The State of the U.S. Labor Market Recovery
It has been five years since the beginning of the Great Recession, and the labor market recovery, while far from great, has been steady. The total number of jobs lost between the business cycle peak in January 2008 and the trough in February 2010 exceeded 8.7 million and represented a 6.3 percent decline. Since then, the labor market has gained 5.5 million jobs. Nevertheless, we are still more than 3 million jobs short of the pre-recession level. While these numbers underscore the severity and depth of the recession, looking at a host of labor market indicators gives one a mixed message about where we are in terms of the recovery; even though there has been gradual improvement, there are still persistent weaknesses.
Total nonfarm payrolls have grown in each of the past 28 months. The growth in payrolls averaged 181,000 per month during 2012, a healthy number judging by the pace of the recovery. Moreover, with the exception of the government sector, employment growth was widespread across all major sectors of the aggregate economy. Over the last year, payrolls expanded every month by an average of 39,000 in professional and business services, 36,000 in education and health, 36,700 in trade, transportation, and utilities, 28,000 in leisure and hospitality, 9,000 in manufacturing, and 9,000 in financial activities. Even one of the hardest-hit sectors during the recession, construction, registered some expansion in the second half of the year, about 9,000 per month.
This gradual improvement in payroll employment is fairly consistent with the best measure of near-term-hiring demand we have: job openings. The Job Openings and Labor Turnover Survey (JOLTS), which is conducted by the Bureau of Labor Statistics, shows that job vacancies have rebounded significantly from a low of 2.2 million since the recession ended. According to the most recent release of the monthly survey in November 2012, there are almost 3.7 million vacancies that firms are looking to fill. This constitutes a significant improvement over the level at the end of the recession. However, vacancies are still about 20 percent below their pre-recession high of 4.7 million. Looking into the numbers for different sectors reveals that the construction and government sectors have relatively low demand and are dragging down the overall level of job openings.
Similarly, the unemployment data show a mixed picture of gradual improvement in some areas and persistent weaknesses in others. The unemployment rate came down from its cyclical high of 10 percent in late 2010 to its current level of 7.9 percent as of January. This decline accompanied a substantial fall in the number of unemployed workers, about 3 million. Even though the unemployment rate improved somewhat, albeit slowly, the employment-to-population ratio, another important gauge of the labor market, declined drastically during the recession and has been hovering around 58.5 percent ever since. In spite of the net job gains over time, employment growth did not keep up with population growth, leaving this rate at its lowest level since the late 1980s.

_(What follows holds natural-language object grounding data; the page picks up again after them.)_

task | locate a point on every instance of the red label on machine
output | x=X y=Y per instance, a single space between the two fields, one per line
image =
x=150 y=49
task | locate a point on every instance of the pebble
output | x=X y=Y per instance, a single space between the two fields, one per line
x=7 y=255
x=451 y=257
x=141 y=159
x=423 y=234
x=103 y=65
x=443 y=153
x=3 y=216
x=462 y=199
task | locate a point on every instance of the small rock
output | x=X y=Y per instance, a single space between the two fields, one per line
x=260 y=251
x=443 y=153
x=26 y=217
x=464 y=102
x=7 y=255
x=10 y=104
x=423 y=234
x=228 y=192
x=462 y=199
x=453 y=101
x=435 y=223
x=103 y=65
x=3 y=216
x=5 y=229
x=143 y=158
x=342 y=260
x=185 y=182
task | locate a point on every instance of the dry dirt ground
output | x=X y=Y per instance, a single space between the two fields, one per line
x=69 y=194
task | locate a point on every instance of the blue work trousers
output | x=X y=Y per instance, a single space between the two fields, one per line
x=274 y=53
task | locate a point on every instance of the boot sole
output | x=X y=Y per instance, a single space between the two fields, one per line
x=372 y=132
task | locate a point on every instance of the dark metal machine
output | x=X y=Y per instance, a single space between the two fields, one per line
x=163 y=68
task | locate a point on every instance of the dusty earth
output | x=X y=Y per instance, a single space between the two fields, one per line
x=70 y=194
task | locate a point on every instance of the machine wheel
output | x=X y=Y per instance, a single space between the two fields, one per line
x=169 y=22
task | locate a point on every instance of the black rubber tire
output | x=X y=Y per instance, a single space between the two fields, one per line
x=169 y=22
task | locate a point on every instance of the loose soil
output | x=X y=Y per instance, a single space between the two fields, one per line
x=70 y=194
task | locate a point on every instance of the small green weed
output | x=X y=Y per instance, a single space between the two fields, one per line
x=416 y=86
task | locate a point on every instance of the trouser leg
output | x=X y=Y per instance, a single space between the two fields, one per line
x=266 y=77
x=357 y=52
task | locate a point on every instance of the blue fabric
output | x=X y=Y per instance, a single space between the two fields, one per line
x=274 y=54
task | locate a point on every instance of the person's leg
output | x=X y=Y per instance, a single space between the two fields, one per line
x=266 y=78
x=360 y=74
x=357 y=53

The major contributor to persistently high unemployment is the large fraction of long-term unemployed, those unemployed for six months or more. During recessions, this group of unemployed workers often expands, as it takes longer during such times for newly laid-off workers to find jobs. However, the expansion usually subsides and the pool of long-term unemployed workers starts declining once the recovery picks up. This time around however, long-term unemployment is more severe and persistent; not only has the share of long-term unemployed workers soared to unprecedented levels, it has also stayed at those high levels since. As of January 2013, 4.7 million unemployed workers have been out of work for more than six months. This constitutes 38.1 percent of all the unemployed. This is only slightly less than the peak of 45.3 percent, which was hit in the wake of the recession. The fact that this recession was a long one can partly explain the depth of the problem. Nevertheless, the fact that this ratio declined almost 5 percentage points over the last 12 months is encouraging.